Sina Technology News December 6, noon news, some media reported that ByteDance poached Zhou Chang, the former technical director of Ali Tongyi Big Model, with a 4-2 job level and an 8-digit annual salary package. As of press time, ByteDance and Ali have not responded.

Public information shows that Zhou Chang joined Ali in 2017 and served as the technical director of Ali Tongyi Big Model. After Zhou Chang resigned in July this year, some media reported that Zhou Chang had joined ByteDance in August to engage in AI big model-related work. In November this year, Alibaba decided to apply for arbitration for the news that "Zhou Chang, a former employee of Tongyi Big Model, violated the non-compete agreement", which was also confirmed by Ali insiders.

According to the first financial report, "It's not just Zhou Chang who came to ByteDance, more than a dozen people in his team also jumped ship." ByteDance offered Zhou Chang a contract that was almost impossible to refuse: a 4-2 job level and an 8-digit annual salary package, which is about two levels higher and several times the salary according to Ali's job level system. ByteDance also gave the original team members who came with him job levels of 4-1 and 3-2 (equivalent to Alibaba's P10 and P9).
 

FairAndUnbiased

Brigadier
Registered Member
First it was impossible, now it's cost-effectiveness. Next year should be equal cost

None of the models have a score of 100. The parameter is a test hard for AI but easy for humans. Since these tests still exist, it means it is closer to impossible so far. Only once 100% is reached do we even start talking true cost effectiveness.

Software also isn't like physical production. A fab that puts $1B into a failed 5 nm pilot plant can reuse the tools for a known 7 nm process with only depreciation loss. At worst the losses can be recouped by liquidating the assets. Spend $1B on training a model that's shit or unprofitable, that money is gone.

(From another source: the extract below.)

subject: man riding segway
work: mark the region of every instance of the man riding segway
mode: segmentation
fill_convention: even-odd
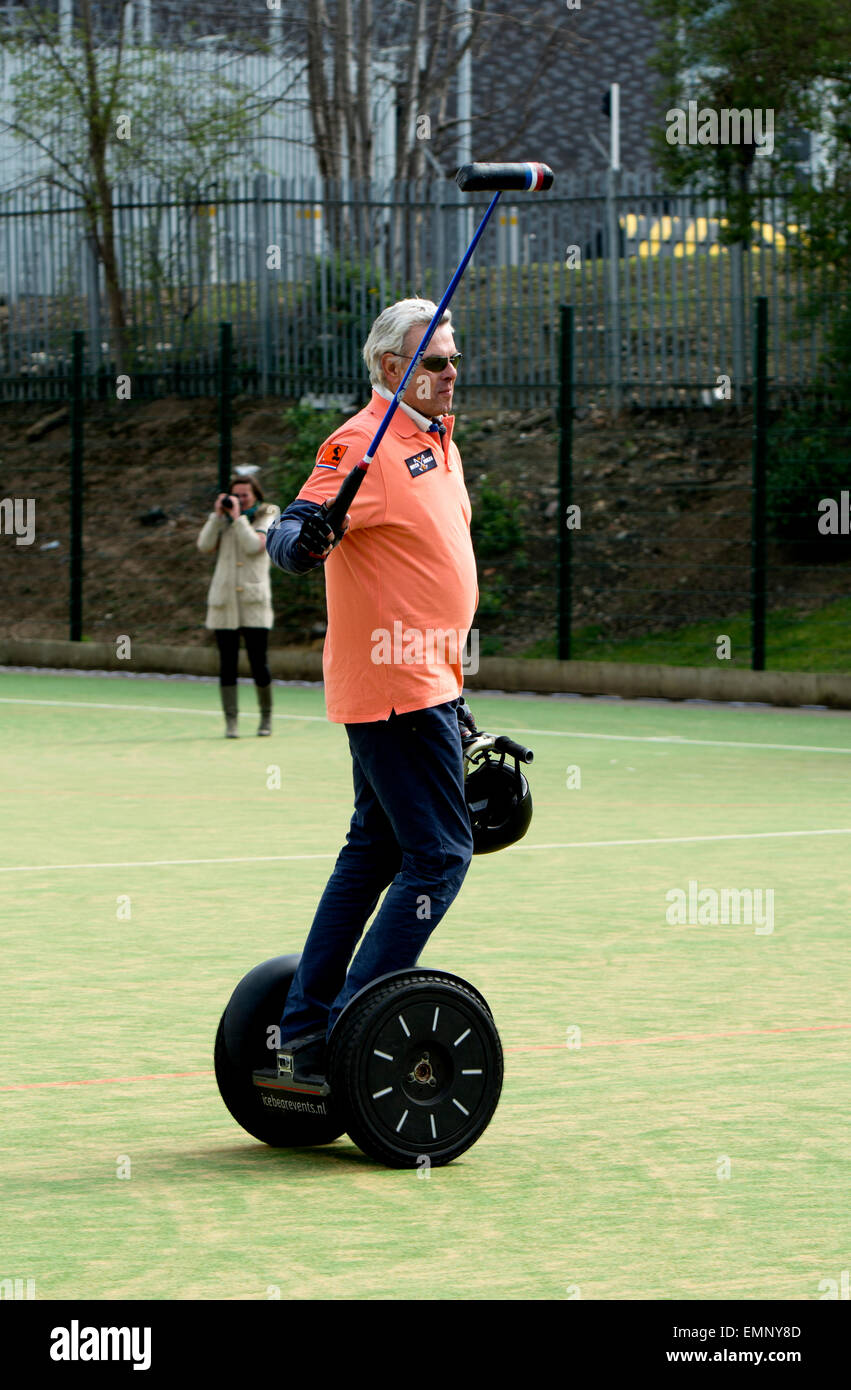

I mean this really looks to me like early steam age guys trying to make a robot God with a steam engine and mechanical computer brain rather than build a train.
 

ZeEa5KPul

Colonel
Registered Member
The person responsible for developing reasoning models at OpenAI. Huge implications
I have to once again recite the PSA that artificial neural networks trained by backpropagation do not reason. It doesn't matter how impressive these test results are, these are fundamentally pattern matchers, not reasoning systems. They're a lot closer to autocomplete than they are to intelligence.

There are no implications beyond pumping more money into OpenAI's owners' stocks and fueling the hype bubble. And in a few months Chinese open source groups will release comparable systems and on and on we'll go. You ought to know the cycle, you came up with a "you are here" chart for SDF reactions to US chip sanctions.
 

9dashline

Captain
Registered Member
It's still impossible...
If you need a mini nuclear reactor to incompletely mimic basic reasoning, you're not creating real intelligence.
Good thing Huawei slogan is Make It Possible

I do think there is nothing in laws of physics that prevent AGI.

Current hardware should suffice, maybe its the archecture that needs to be revamped
 

9dashline

Captain
Registered Member
None of the models have a score of 100. The parameter is a test hard for AI but easy for humans. Since these tests still exist, it means it is closer to impossible so far. Only once 100% is reached do we even start talking true cost effectiveness.

Software also isn't like physical production. A fab that puts $1B into a failed 5 nm pilot plant can reuse the tools for a known 7 nm process with only depreciation loss. At worst the losses can be recouped by liquidating the assets. Spend $1B on training a model that's shit or unprofitable, that money is gone.

I mean this really looks to me like early steam age guys trying to make a robot God with a steam engine and mechanical computer brain rather than build a train.
Open AI isnt training new models, o3 is just a larger o1 with more inference time compute thrown into it

It cost them more in compute cost to run the benchmark than they got out of winning the million dollar prize money

The use case for o3 will be narrow, think research institutions or strategic planning for C levels execs

Hence they were thinking about a $2000 month subscription... and at high end I could see them charging that much per query for the super important use cases
 

Overbom

Brigadier
Registered Member
Closed AI releases expensive frontier models, then they also release cheaper/lower-capability models for public use, then open source models soon hit which plunge the cost with capabilities close to or equal to the closed AI frontier models optimised for public use

I estimate that Alibaba will soonish (in a few months max) come up with a new release

Test time compute is the new paradigm and I expect that significant resources this year will go on how to optimize planning and solution finding so that they can lower compute requirements.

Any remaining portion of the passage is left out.